The rightmost figure depicts the receiver operating characteristic (ROC) curve for the model.  This is essential for evaluating the quality of the model.  Essentially, you can measure the accuracy of a model by taking the area under the ROC curve.  Notice that the ROC curve lies in the unit square, so a model with perfect (100%) accuracy would have the red line go all the way to the upper left (coordinates (0,1)) and would have area 1 (although this is seldom achieved).  The black line indicates the performance of random guessing, and so it has 50% accuracy.  If the red line is below (to the right of) the black line, this indicates that we could have done better simply by random guessing.  The area under the curve (AUC) for this example is 0.86 as noted in the graph's legend, so this model is 86% accurate on the known presence data (this is called the "training accuracy" of the model).  Note that this does NOT guarantee that the model is 86% accurate for unseen data; in fact, the training accuracy is often a poor indication of general model performance (called "test accuracy" or "generalization accuracy").

To complete your analysis:
  1. Paste and label all four maps, response curves, and ROC curves in your lab write-up.  For each response curve, construct a sentence or two that describes the plotted relationship.
  2. Where is one area where each model over predicted the probability of species presence? Why do you think this occurred?
  3. What do the ROC curves tell you about each of these models?  Explain in a sentence or two.

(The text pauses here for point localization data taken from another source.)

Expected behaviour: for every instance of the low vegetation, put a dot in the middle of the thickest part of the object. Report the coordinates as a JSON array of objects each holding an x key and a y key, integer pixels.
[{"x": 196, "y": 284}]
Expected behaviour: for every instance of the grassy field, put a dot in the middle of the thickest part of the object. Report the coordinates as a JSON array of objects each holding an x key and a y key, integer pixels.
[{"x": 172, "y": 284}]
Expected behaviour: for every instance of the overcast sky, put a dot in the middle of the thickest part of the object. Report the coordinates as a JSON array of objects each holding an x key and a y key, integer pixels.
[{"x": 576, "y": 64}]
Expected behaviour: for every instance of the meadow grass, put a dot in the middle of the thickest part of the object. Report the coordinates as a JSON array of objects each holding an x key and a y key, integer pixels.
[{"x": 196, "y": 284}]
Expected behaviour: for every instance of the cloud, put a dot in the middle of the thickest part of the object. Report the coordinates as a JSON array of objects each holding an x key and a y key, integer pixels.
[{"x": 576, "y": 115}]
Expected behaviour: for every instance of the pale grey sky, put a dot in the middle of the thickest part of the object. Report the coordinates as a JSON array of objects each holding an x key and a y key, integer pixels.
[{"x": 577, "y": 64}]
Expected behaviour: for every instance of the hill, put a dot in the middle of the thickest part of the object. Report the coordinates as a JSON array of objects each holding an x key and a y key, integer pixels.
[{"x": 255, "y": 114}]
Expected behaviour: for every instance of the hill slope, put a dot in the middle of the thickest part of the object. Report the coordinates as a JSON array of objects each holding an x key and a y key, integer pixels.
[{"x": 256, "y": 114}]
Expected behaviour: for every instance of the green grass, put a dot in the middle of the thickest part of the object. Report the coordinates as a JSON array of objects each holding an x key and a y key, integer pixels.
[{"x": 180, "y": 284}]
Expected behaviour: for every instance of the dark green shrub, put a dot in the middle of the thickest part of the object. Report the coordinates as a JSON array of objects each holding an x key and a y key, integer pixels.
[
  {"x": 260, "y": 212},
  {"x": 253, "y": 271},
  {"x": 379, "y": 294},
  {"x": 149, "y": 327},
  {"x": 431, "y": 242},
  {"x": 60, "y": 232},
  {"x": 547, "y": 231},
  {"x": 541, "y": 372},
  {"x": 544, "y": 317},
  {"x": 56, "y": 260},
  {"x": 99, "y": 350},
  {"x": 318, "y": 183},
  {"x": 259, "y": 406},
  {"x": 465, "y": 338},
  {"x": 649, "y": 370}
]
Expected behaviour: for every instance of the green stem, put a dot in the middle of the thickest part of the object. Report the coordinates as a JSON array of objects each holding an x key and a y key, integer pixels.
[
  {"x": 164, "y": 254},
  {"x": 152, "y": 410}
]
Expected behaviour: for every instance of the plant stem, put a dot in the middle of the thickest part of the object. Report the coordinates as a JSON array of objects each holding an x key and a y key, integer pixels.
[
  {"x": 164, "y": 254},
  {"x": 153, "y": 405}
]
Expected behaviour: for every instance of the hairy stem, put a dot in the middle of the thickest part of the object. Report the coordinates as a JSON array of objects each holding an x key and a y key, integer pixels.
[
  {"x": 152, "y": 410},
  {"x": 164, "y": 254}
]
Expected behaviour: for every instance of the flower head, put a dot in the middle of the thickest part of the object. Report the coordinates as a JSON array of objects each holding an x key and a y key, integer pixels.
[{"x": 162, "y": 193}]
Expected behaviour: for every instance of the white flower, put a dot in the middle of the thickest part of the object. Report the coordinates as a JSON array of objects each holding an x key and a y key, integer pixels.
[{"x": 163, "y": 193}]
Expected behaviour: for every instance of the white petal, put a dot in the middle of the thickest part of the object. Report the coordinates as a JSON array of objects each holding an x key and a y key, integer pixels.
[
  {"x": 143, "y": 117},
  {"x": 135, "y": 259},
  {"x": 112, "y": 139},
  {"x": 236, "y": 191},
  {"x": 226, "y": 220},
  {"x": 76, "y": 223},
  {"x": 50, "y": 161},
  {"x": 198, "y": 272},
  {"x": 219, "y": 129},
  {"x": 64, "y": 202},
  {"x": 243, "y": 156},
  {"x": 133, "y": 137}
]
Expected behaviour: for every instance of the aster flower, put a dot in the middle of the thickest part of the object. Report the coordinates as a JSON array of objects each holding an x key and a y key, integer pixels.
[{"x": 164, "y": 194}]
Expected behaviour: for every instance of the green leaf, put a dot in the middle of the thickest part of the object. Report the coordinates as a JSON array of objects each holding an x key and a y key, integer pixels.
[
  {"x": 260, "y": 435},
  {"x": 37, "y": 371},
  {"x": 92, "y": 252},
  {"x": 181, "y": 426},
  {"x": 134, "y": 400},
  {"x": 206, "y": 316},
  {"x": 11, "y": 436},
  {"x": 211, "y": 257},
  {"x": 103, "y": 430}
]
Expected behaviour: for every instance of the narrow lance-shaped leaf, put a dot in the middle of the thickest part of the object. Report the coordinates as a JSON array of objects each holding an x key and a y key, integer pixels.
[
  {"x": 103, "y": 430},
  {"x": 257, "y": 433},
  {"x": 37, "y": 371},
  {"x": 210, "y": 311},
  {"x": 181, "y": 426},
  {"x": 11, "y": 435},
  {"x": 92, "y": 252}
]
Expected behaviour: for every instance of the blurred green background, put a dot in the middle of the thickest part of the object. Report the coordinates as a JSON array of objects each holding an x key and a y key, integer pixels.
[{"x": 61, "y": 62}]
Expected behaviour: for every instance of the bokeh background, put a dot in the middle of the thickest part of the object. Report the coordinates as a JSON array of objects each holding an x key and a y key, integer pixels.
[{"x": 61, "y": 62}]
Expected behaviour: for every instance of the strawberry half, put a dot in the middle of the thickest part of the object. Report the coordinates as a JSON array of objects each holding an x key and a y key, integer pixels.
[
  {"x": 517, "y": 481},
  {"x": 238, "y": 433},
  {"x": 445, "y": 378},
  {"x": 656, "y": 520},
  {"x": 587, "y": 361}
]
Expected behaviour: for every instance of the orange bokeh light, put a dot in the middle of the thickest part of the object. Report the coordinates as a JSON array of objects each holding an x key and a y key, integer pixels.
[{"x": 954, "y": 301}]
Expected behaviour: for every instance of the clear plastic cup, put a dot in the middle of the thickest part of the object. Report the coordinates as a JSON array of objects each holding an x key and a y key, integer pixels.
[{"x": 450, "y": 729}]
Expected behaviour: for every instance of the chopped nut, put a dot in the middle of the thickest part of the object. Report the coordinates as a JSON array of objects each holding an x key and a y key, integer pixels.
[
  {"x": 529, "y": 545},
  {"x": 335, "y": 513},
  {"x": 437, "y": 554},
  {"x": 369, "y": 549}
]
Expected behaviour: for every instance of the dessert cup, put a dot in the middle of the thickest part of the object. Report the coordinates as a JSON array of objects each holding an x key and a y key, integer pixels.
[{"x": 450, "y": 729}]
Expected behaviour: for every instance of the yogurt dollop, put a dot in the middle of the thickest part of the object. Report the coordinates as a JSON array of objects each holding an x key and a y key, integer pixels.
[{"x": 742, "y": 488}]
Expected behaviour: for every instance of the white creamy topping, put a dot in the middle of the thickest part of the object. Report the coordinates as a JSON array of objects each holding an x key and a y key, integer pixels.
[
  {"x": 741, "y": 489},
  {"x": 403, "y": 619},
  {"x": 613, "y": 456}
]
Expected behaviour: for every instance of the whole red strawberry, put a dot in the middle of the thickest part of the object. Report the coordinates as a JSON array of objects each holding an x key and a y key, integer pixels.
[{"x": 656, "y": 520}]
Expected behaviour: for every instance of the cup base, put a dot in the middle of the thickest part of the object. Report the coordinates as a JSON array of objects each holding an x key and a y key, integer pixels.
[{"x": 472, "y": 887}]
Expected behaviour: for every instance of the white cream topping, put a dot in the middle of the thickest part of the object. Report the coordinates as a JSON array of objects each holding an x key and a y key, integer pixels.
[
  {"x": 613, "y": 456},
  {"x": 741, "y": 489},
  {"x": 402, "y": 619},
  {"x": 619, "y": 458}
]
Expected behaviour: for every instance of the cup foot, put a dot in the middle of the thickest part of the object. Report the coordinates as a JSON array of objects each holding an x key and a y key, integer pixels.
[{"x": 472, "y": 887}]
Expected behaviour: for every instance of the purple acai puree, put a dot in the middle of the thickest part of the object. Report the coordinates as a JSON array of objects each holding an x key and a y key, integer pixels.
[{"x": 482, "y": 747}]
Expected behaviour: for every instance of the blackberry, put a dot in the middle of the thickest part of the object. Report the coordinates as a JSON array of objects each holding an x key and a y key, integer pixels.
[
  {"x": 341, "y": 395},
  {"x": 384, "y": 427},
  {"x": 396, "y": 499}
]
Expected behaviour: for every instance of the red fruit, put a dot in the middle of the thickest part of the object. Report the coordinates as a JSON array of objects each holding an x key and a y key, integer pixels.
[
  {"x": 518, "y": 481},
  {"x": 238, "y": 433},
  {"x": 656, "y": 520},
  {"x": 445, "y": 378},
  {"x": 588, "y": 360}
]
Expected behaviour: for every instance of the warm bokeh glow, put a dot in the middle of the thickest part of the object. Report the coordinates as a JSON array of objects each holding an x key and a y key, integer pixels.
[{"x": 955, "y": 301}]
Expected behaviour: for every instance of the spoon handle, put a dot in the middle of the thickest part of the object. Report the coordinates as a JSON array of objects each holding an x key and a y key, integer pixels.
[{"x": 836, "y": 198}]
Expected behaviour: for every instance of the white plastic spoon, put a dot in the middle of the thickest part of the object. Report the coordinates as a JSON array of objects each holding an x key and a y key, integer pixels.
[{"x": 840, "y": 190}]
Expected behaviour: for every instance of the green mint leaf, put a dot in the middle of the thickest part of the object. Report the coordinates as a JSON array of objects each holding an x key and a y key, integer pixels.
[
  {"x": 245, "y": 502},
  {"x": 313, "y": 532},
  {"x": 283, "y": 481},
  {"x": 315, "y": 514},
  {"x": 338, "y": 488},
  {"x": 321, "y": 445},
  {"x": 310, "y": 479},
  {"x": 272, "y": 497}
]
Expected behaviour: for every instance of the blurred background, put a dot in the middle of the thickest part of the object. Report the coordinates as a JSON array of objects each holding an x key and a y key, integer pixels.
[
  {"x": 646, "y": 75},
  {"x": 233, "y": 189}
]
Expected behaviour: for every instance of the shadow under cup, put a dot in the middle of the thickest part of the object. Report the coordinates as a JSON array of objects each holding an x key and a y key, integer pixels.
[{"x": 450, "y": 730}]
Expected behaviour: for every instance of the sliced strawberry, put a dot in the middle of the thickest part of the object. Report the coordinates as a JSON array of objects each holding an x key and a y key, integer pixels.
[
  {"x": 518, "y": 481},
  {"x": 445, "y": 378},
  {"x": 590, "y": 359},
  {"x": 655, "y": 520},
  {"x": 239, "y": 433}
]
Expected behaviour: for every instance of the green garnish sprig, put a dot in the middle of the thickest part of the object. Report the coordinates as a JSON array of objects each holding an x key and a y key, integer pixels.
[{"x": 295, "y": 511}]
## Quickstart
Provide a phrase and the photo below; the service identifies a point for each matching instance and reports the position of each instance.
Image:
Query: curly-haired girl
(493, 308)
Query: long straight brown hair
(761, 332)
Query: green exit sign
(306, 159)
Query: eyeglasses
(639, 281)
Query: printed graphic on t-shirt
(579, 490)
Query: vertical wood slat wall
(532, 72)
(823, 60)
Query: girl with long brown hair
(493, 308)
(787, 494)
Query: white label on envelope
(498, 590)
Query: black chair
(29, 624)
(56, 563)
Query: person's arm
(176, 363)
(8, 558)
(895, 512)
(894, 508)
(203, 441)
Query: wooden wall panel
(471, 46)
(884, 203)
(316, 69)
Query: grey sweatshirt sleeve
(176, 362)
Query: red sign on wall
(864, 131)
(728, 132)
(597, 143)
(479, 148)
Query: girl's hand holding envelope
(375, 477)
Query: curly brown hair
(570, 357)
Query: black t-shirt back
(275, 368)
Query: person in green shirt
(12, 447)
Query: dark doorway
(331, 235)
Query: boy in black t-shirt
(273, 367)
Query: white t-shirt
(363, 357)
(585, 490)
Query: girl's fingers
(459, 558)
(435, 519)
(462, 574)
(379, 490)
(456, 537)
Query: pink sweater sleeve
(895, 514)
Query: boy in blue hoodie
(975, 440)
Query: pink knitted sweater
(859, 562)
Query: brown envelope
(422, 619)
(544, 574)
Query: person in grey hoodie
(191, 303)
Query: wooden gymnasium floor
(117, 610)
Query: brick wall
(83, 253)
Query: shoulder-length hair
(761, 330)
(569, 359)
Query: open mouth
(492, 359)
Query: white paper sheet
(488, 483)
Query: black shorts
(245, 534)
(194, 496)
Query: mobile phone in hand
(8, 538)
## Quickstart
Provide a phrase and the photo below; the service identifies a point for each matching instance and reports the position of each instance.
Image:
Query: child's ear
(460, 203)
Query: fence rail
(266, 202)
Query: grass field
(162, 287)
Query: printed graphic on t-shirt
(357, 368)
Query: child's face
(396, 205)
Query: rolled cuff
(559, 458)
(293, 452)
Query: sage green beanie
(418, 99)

  4. For each species, what is at least one other climate variable that you think you could add to improve the model’s performance? What would a successful model look like?
Place your lab write-up (just one per group, please!) in hardcopy into the submission box outside my office (Park 249) by Thursday, Sept. 23rd at 2:30pm (class time) or submit it in-class then.  Be sure to keep electronic copies of your lab write-up for next week's continuation of this lab.  Keeping your partners around would probably be best as well.  :-)


This lab is based on the Species Distribution Modeling assignment developed by Park Williams, UCSB Geography.